Was Joe McCarthy a vindictive witch-hunter who incited frenzy, damaged the reputations of innocent people, and unleashed a catastrophic carnival of slander and guilt-by-association charges? Were McCarthy and McCarthyism the worst developments in postwar American politics?
Or was McCarthy only a politician with good intentions who embraced a valid topic with the zeal of a true believer?
Maybe something in the middle. Here is a biography of Joe McCarthy that, for the first time, dispels the myths and stereotypes surrounding this key figure in the 1950s "red scare" and reconsiders his life and legacy in light of recently declassified archival sources from the FBI, the National Security Agency, the U.S. Congress, the Pentagon, and the former Soviet Union. Here is the untold tale of America's most despised politician after more than 40 years, free of the hyperbole and prejudice of the past.
Joseph McCarthy tells how this Wisconsin farm lad emerged from a postwar America that had grown more self-assured, and how he represented the hopes and concerns of a generation caught up in the hardships of the Cold War. It demonstrates how McCarthy opposed the Washington political elite and propelled himself into the public eye by using the hot-button topic of Communist espionage in the 1930s and 1940s. The red scare is presented to us in a way that is both far different from and more true than how it is often depicted in the news and in movies.

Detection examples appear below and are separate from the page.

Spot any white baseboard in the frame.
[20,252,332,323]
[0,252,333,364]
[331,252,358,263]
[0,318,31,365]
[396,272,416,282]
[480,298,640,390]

We now know that the Communist spying McCarthy battled against was incredibly pervasive, reaching the highest echelons of the White House and the top-secret Manhattan Project. Herman has the evidence to clearly demonstrate which of McCarthy's well-known anti-Communist inquiries were accurate (such as the notorious cases of Owen Lattimore and Irving Peress, the Army's "pink dentist") and which were not (including the investigation that resulted in McCarthy's final break with Whittaker Chambers). McCarthy was highly vilified, but he was correct when he claimed that two American UN personnel were Communists. McCarthy came under fire once more when he referred to Owen Lattimore as "Moscow's top spy," yet today we know Lattimore was a willing accomplice in Soviet spy networks. McCarthy frequently went over his means.
In Joseph McCarthy, Arthur Herman reveals the human drama of a fascinating, troubled, and self-destructive man who was often more right than wrong, and yet in the end did more harm than good.